What We Observed and Learned
Participating in last weekend’s charrette helped our team grow in multiple ways. First, going through the presentation that we gave regarding past disasters really helped us become more comfortable with sharing what we’ve learned to those who are invested in the wellbeing of Bay Area communities. And as we prepare for the expo at the D-School, going through the process of presenting as a team and refining the process of how we prepare our presentations gave us time to look back on our midterm presentation and address the areas that we felt were lacking. Second, interacting with the charrette participants helped us see how passionate community members are about building a more resilient San Francisco. Additionally, Wednesday’s guest speaker helped us better appreciate NEN’s approach in building the toolkit.
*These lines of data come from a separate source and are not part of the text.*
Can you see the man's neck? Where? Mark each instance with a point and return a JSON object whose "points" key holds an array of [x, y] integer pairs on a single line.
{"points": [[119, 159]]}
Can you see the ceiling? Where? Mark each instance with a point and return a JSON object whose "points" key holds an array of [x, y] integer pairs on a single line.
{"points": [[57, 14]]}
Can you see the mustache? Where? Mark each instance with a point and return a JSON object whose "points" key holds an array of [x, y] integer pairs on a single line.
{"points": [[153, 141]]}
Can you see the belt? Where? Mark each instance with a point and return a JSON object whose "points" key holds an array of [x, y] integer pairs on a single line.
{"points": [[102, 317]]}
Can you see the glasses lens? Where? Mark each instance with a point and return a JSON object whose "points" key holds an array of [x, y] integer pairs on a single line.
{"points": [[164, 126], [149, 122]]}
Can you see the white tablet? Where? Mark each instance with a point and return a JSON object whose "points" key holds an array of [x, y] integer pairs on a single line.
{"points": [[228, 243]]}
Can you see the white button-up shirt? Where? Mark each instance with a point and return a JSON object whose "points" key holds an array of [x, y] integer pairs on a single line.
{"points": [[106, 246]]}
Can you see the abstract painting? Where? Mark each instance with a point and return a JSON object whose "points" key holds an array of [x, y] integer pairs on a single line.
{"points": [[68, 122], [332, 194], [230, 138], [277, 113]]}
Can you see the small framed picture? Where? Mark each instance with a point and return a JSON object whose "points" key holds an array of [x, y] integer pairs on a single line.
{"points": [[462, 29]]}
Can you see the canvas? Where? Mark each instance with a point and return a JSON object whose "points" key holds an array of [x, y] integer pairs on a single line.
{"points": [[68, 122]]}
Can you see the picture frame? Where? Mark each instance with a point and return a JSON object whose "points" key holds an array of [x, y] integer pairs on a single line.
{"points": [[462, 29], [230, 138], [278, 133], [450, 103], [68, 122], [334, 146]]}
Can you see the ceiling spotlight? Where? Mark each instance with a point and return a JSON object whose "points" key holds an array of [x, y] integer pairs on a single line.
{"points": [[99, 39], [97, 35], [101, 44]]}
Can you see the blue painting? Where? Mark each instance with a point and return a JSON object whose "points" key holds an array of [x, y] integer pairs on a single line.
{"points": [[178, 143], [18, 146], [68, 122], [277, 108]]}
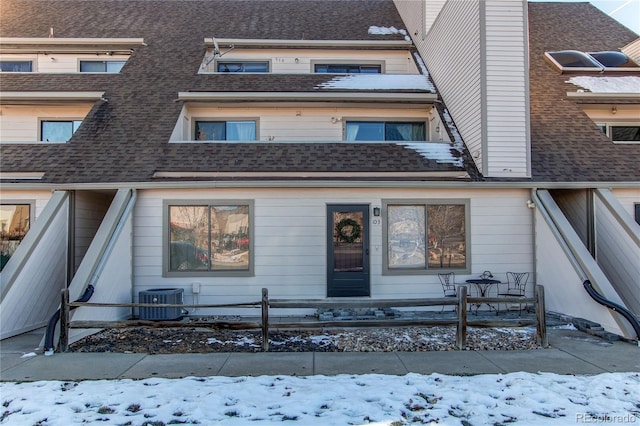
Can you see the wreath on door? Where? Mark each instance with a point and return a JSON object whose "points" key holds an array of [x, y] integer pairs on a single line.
{"points": [[348, 230]]}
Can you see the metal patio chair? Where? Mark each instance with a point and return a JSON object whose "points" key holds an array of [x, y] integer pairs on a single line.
{"points": [[448, 281], [516, 287]]}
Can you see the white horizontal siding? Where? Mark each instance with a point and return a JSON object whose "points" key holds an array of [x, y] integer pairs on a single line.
{"points": [[20, 123], [290, 241], [506, 86], [302, 124], [301, 61]]}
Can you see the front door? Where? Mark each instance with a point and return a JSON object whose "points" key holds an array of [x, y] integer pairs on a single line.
{"points": [[347, 250]]}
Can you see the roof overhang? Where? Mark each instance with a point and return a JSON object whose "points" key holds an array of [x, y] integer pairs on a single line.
{"points": [[603, 96], [319, 96], [40, 97], [311, 44], [311, 175], [70, 45]]}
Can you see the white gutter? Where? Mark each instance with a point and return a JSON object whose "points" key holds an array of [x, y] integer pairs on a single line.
{"points": [[227, 42], [328, 183], [320, 95]]}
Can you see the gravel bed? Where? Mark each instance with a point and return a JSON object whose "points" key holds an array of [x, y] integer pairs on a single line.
{"points": [[201, 340]]}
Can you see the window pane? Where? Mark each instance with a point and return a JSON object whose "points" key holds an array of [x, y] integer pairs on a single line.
{"points": [[447, 242], [241, 130], [625, 133], [15, 221], [92, 66], [243, 66], [406, 236], [230, 237], [405, 132], [58, 131], [189, 238], [114, 66], [15, 66], [210, 131], [365, 131]]}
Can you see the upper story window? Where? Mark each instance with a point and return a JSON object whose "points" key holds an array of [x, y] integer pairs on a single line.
{"points": [[242, 66], [101, 66], [574, 60], [621, 132], [385, 131], [206, 130], [16, 66], [347, 69], [58, 130], [209, 238]]}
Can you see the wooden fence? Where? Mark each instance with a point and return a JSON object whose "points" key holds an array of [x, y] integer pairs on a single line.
{"points": [[461, 320]]}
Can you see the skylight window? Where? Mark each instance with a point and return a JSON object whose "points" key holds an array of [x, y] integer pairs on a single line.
{"points": [[574, 60]]}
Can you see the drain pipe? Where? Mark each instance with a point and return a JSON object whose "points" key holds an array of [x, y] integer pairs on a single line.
{"points": [[48, 340]]}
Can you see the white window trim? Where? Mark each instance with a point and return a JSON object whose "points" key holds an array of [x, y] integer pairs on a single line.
{"points": [[609, 124], [426, 270], [166, 243]]}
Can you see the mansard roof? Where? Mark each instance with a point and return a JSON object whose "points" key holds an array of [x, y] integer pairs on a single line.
{"points": [[566, 144], [126, 137]]}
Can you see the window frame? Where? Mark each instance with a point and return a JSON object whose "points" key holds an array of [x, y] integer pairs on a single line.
{"points": [[42, 120], [316, 64], [15, 202], [81, 61], [426, 202], [31, 63], [241, 61], [347, 120], [166, 238], [196, 120], [607, 125]]}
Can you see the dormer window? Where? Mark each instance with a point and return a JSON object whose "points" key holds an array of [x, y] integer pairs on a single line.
{"points": [[574, 60], [621, 132], [347, 69], [16, 66], [225, 130], [58, 130], [242, 66], [101, 66], [385, 131]]}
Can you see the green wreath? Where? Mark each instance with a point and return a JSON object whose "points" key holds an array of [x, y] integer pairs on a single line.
{"points": [[353, 235]]}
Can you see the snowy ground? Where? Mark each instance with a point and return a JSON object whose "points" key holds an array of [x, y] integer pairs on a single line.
{"points": [[520, 398]]}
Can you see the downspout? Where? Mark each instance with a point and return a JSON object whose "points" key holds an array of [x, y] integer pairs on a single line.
{"points": [[49, 336]]}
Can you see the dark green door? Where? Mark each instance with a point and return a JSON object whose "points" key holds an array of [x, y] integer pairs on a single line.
{"points": [[347, 250]]}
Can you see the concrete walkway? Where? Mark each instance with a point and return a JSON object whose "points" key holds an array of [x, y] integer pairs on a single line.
{"points": [[571, 352]]}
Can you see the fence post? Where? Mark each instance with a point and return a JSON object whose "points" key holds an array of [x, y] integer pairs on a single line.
{"points": [[541, 322], [461, 330], [265, 320], [64, 321]]}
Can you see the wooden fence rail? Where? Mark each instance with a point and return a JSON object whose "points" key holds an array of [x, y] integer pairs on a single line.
{"points": [[460, 321]]}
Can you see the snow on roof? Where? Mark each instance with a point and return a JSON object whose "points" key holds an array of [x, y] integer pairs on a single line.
{"points": [[628, 84], [388, 30], [379, 82], [441, 153]]}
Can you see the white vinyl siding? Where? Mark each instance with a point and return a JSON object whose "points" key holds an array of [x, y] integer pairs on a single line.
{"points": [[60, 62], [506, 59], [300, 61], [21, 123], [290, 241], [452, 53], [296, 124]]}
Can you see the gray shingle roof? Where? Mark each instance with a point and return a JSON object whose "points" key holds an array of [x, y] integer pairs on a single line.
{"points": [[126, 138], [566, 144]]}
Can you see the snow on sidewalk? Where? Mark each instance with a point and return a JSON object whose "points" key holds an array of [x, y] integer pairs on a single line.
{"points": [[515, 398]]}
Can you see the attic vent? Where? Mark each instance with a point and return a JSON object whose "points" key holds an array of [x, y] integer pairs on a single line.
{"points": [[161, 296]]}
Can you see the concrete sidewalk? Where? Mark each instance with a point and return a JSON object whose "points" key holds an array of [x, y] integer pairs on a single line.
{"points": [[571, 352]]}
Our guest lecturer said that when helping people it is best to ‘come with humility and ask questions.’ This is exactly what NEN is doing in preparing this toolkit, and we are excited to be part of a team that is doing it in that way.
Critical Analysis/Moving Forward
We now run the challenge of making something out of the collection of info we have received, which comes in various formats. We need to digest this diverse set of data and display it in such a way that will be conducive to reaching out to communities and from then on developing the final toolkit. Throughout the data there are focuses on habit forming and supply stocking, as well as multiple considerations such as space, community cohesion, and socio economic differences that may affect recommendations. The most clear cut divisions were advice for pre-disaster awareness and post-disaster survival, with consideration made for the case in which no preparation was made. As we move forward we need to figure out the most intuitive way to condense these different considerations into a single report. This means pulling data from our different means (personal notes, group notes, maps from the mapping exercise) into our report. Our current plan is to read through the data, make a set of organizational categories, code the data through these categories, and finally condense these bits and pieces into a report. We may also want to think of graphic representations that may aid in communicating the results from the charrette.